Les résultats provisoires du lundi 10 juin, à 2h47 du matin, ont confirmé les projections de ces derniers mois pour les écologistes, qui perdraient 19 sièges au Parlement européen. Retombé à 52 élus, un chiffre légèrement en deçà des dernières projections d'Europe Elect, qui en estimait 55, le groupe Verts/ALE retrouve ainsi un contingent proche d'il y a dix ans, loin de la vague qui l'avait porté en 2019.
Une défaite attendue, comme l’a admis la co-tête de liste du ‘Parti vert européen’, le néerlandais Bas Eickhout : « En 2019, nous avions eu des résultats records. Nous savions que nous ne les reproduirions pas.»

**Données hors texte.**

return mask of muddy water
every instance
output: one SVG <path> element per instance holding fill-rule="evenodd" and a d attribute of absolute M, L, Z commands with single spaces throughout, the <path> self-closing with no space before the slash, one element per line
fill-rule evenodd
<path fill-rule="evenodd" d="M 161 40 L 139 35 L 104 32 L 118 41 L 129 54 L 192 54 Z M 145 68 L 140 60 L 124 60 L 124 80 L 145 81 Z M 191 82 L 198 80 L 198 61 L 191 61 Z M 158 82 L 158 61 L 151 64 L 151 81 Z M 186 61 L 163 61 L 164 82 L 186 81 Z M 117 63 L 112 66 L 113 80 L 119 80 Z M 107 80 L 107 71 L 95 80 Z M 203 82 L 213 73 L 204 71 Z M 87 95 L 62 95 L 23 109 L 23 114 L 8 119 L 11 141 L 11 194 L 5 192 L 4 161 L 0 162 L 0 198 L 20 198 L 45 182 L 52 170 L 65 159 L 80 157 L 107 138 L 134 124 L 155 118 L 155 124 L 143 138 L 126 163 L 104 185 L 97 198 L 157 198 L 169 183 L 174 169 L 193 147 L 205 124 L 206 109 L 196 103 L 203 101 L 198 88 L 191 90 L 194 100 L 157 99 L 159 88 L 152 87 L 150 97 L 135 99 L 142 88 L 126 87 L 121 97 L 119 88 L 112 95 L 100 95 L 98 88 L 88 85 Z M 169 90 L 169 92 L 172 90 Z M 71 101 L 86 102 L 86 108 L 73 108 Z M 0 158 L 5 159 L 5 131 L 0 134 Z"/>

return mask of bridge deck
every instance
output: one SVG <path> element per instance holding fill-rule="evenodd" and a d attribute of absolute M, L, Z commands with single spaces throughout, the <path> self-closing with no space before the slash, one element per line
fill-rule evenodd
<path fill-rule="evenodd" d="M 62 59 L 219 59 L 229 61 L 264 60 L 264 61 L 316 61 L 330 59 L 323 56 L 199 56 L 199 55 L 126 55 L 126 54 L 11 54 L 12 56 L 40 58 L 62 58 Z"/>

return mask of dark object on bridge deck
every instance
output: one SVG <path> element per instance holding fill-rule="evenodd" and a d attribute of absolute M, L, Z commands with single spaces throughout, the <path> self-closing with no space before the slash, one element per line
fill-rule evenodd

Le co-'Spitzenkandidat' écologiste a toutefois tenu à nuancer cette déroute : « Pour être tout à fait juste, cela est principalement dû aux pertes que nous avons subies en Allemagne et en France. Nous avons également obtenu de très bons résultats, si vous regardez à travers l'Europe ».
Ainsi, la délégation allemande, qui reste la plus importante avec 16 élus, en a perdu 9, tandis que la délégation française, qui avait également marqué la surprise il y a cinq ans, se voit amputée de 7 sièges, sur les 12 qu’elle possédait, dépassant difficilement les 5% requis afin d’envoyer des représentants au Parlement. D’autres pertes moins significatives sont également observées du côté de l’Autriche, de la Belgique et de la République tchèque.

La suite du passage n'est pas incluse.